The Federal Government's infrastructure advisor is now better resourced to tackle Covid-19 initiatives.

Infrastructure Australia has received additional funding in the 2020–21 Federal Budget to provide reform and investment advice in support of the infrastructure-led Covid recovery.

This funding will ensure Infrastructure Australia is resourced to expand the 2021 Australian Infrastructure Plan to respond to Covid-19, lead new research on the capacity of the infrastructure sector to deliver the investment pipeline and conduct an 18-month comprehensive reset of the Infrastructure Australia Assessment Framework, the basis for inclusion on the Infrastructure Priority List.

“We are pleased to receive additional resources to advise Australia’s governments on the investments and reforms needed to accelerate recovery from the Covid-19 pandemic,” said Infrastructure Australia CEO, Romilly Madew.

“This year’s Budget has provided further investment in a sector already undertaking record levels of activity. This additional funding will support improved planning and decision-making to avoid constraints and overheating in the sector, reflective of the impacts of Covid-19.

“This expanded role for Infrastructure Australia as the nation’s independent infrastructure advisor speaks to the importance of infrastructure in the Covid-19 recovery and the Australian Government’s ongoing support for independent oversight,” she said.

In an extension of work first requested by the Prime Minister and other First Ministers at COAG in March, Infrastructure Australia has been tasked with delivering annual analytical assessments of infrastructure market capacity.

“As Australia looks to catalyse economic growth, understanding the impacts of Covid-19 on infrastructure needs to be a priority,” said Madew.

“Infrastructure Australia’s research will bring together Commonwealth, State and Territory and industry data to provide an annual snapshot of market capacity to support targeted investment and reform,” she said.

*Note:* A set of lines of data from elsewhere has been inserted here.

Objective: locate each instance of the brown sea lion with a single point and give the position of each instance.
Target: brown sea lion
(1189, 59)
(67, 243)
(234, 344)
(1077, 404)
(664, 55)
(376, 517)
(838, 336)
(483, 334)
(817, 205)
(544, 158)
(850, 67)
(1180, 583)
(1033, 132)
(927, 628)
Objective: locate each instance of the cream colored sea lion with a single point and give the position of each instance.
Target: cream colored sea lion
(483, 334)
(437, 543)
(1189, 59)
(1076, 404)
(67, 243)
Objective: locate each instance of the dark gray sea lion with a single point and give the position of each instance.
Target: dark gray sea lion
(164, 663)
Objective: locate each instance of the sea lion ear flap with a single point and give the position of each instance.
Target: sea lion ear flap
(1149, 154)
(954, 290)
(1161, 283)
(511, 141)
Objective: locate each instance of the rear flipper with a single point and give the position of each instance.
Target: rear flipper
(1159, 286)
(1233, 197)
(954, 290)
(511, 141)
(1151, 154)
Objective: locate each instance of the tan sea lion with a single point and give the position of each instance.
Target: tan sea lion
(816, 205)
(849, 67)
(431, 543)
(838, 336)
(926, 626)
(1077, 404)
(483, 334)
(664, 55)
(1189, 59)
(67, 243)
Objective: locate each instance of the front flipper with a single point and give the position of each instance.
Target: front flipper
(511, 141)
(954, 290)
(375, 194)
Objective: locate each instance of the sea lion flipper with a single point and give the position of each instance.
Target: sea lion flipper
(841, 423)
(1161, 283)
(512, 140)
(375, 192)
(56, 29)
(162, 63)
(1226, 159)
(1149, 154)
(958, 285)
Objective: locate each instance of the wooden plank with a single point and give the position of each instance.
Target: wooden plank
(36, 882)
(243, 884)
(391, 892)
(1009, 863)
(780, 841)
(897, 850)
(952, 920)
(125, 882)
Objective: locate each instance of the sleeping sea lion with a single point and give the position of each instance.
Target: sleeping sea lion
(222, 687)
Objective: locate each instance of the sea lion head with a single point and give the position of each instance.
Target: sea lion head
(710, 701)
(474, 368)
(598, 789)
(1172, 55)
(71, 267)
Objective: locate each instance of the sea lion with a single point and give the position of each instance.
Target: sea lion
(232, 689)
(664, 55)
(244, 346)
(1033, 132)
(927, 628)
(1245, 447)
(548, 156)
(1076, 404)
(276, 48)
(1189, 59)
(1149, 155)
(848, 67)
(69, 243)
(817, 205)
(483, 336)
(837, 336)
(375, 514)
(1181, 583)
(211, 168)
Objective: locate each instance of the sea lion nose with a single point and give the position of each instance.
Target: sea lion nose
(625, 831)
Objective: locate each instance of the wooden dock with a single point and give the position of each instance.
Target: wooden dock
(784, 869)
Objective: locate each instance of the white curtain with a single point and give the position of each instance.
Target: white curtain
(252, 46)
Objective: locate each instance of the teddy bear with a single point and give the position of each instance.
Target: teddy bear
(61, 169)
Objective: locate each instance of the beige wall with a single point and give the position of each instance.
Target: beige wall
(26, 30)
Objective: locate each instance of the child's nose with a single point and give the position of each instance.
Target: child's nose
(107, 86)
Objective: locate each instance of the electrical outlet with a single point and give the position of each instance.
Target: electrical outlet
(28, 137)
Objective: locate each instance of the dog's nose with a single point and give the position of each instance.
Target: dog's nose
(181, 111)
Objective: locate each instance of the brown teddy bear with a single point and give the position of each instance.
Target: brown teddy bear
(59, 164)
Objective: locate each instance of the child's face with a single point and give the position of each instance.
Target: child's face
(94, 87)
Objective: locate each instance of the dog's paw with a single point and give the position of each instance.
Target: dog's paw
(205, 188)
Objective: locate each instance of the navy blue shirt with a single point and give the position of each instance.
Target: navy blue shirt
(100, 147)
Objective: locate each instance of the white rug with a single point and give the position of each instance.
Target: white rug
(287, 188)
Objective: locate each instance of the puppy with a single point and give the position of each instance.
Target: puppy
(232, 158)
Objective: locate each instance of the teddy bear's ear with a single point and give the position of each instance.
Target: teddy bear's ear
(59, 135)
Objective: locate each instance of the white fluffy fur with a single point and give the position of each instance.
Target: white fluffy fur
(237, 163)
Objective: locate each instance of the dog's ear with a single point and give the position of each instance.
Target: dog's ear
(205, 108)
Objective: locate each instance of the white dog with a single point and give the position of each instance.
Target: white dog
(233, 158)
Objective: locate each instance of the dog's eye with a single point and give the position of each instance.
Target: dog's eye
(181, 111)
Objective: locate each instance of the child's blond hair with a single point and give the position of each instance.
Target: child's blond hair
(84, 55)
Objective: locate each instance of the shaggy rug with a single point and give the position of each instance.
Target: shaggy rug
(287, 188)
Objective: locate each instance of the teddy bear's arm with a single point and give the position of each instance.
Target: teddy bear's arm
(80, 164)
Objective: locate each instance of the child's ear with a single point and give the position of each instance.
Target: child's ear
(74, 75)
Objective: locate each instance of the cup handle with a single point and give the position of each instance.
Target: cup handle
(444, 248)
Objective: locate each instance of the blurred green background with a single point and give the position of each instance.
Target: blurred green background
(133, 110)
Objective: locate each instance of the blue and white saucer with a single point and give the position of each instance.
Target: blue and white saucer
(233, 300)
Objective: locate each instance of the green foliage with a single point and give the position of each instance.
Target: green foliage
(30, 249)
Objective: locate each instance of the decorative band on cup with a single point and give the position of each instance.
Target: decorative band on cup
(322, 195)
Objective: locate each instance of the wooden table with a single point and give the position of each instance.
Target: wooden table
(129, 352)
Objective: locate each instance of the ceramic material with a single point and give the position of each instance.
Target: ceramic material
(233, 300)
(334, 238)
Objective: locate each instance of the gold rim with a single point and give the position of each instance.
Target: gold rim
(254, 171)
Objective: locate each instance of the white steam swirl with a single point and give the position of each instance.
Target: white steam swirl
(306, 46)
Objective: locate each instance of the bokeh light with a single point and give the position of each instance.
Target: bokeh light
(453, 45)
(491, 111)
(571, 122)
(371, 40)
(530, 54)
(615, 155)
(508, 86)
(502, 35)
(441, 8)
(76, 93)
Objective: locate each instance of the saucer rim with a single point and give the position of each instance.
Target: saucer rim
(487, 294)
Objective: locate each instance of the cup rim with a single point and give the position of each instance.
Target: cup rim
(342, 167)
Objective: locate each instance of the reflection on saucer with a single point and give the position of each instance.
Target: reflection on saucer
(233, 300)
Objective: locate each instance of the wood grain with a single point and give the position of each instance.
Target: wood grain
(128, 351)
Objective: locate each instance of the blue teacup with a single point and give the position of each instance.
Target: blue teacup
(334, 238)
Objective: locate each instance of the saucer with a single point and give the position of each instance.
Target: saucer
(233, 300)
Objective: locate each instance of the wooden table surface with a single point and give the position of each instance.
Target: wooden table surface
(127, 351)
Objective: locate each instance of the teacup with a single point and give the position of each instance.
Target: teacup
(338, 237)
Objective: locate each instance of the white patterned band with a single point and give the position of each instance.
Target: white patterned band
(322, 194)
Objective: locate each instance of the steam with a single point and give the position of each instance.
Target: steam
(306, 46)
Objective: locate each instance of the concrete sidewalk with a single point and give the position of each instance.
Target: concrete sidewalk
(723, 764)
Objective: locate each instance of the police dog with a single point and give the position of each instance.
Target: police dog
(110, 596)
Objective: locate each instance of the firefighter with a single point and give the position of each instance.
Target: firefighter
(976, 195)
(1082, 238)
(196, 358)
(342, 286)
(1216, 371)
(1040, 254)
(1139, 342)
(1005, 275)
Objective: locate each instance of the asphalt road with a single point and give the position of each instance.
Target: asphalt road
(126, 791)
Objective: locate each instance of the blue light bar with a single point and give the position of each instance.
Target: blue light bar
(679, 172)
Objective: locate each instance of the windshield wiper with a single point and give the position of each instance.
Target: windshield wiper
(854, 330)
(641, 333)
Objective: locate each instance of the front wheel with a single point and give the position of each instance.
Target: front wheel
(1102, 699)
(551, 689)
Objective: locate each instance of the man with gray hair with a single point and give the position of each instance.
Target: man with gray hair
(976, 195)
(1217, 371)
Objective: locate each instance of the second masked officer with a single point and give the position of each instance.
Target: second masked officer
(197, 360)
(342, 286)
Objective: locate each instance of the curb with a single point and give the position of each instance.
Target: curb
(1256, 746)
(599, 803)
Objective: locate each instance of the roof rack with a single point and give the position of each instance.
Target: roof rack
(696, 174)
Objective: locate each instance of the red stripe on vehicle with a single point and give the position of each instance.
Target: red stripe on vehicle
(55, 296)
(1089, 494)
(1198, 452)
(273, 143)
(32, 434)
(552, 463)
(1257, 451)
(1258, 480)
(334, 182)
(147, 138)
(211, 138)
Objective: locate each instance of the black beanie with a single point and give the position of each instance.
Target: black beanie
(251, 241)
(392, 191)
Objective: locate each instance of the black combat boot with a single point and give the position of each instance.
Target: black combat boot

Madew said population growth in cities and other major shifts prior to the pandmic have impacted how infrastructure is used.

“Covid-19 has shown we need to think differently about how we plan for times of uncertainty,” she said. “Beyond capital projects, we need to focus on reform to shape Australia’s long-term recovery response.”

The next Australian Infrastructure Plan, according to Madew, presents the best possible reform response to Covid-19 through collaboration with government, industry and community to get the long-term settings right.

“Over the last 12 months Infrastructure Australia has been focused on improving the efficiency of our business case assessments,” said Madew.

“In an extension of that work, we are pleased to have the opportunity to conduct a major reset of the Assessment Framework, which is our methodology for assessing proposals for inclusion on the Infrastructure Priority List.

“Communities rightly expect decisions on public infrastructure projects to be robust, transparent and accountable.

“We want to ensure that our assessment process continues to champion this, while also supporting quality proposal development and enabling publicly-funded projects to come to market quickly. Harmonising and streamlining Infrastructure Australia’s Framework with State and Commonwealth guidelines will be a key focus of this project.”